There’s a couple things your post brings to mind which I am not an expert on but have found interesting.

Answer Set Programming is definitely associated with non-monotonic reasoning. It has some interesting capabilities when it comes to modelling time and planning. This paper was neat.
https://personal.utdallas.edu/~gupta/csr-scasp.pdf Automating Commonsense Reasoning with ASP and s(CASP)*. s(CASP) is a swi-prolog library with similar but different capabilities to clingo https://potassco.org/ which is a standalone solver with something of the flavor of a SAT solver or minizinc if you’ve come across those. I believe there is a body of work connecting ASP to narrative production.

You may also find the work of Chris Martens interesting. Chris Martens Chris Martens - Publications They use logic programming (in particular linear logic programming) in different forms for narrative production in their thesis.

2 Likes

The logical negation (-)/1 of ASP isn’t non-monotonic, its monotonic. Thats actually
the advantage of ASP over ordinary Prolog, that it has a logical negation.

Then you can have ASP and add a further negation (not)/1, similar to negation as
failure in ordinary Prolog, which makes it then non-monotonic.

See also here, (-)/1 is called strong negation:

What Is Answer Set Programming?
In the context of logic programming, this idea leads to the need to
distinguish between two kinds of negation: negation as failure, used
above, and strong (or “classical”) negation, which is denoted in the
language of LPARSE by - (Gelfond & Lifschitz 1991).
https://www.cs.utexas.edu/users/vl/papers/wiasp.pdf

1 Like

I agree with what you’re saying. (-)/1 is monotonic and (not)/1 is non-monotonic.
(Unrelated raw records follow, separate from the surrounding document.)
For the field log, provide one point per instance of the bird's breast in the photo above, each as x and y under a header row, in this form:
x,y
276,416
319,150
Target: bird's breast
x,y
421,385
But from what I’ve been reading (I’ve been kind of fixated on this stuff the last couple days), the core insight ASP adds is in fact its treatment of (not)/1 and finding declarative meaning to negation as failure via the concept of stable model and relationship with non-monotonic logics such as default logic and autoepistemic logic (not that I know to much about these). The paper I linked above is a good reference on these points and also https://www.cs.utexas.edu/users/vl/papers/13defs.pdf 13 Definitions of Stable Models. By comparison, (-)/1 is almost a syntactic sugar convenience feature (although an excellent one) and I have not seen a reference describing it as the core feature of ASP.

2 Likes

These semantics also translate to ordinary Prolog. Ordinary Prolog is
just a special case of ASP, with the folllowing restrictions:

  • No disjunction in head (allowed in ASP).
  • No empty head (allowed in ASP).
  • No logical negation (allowed in ASP).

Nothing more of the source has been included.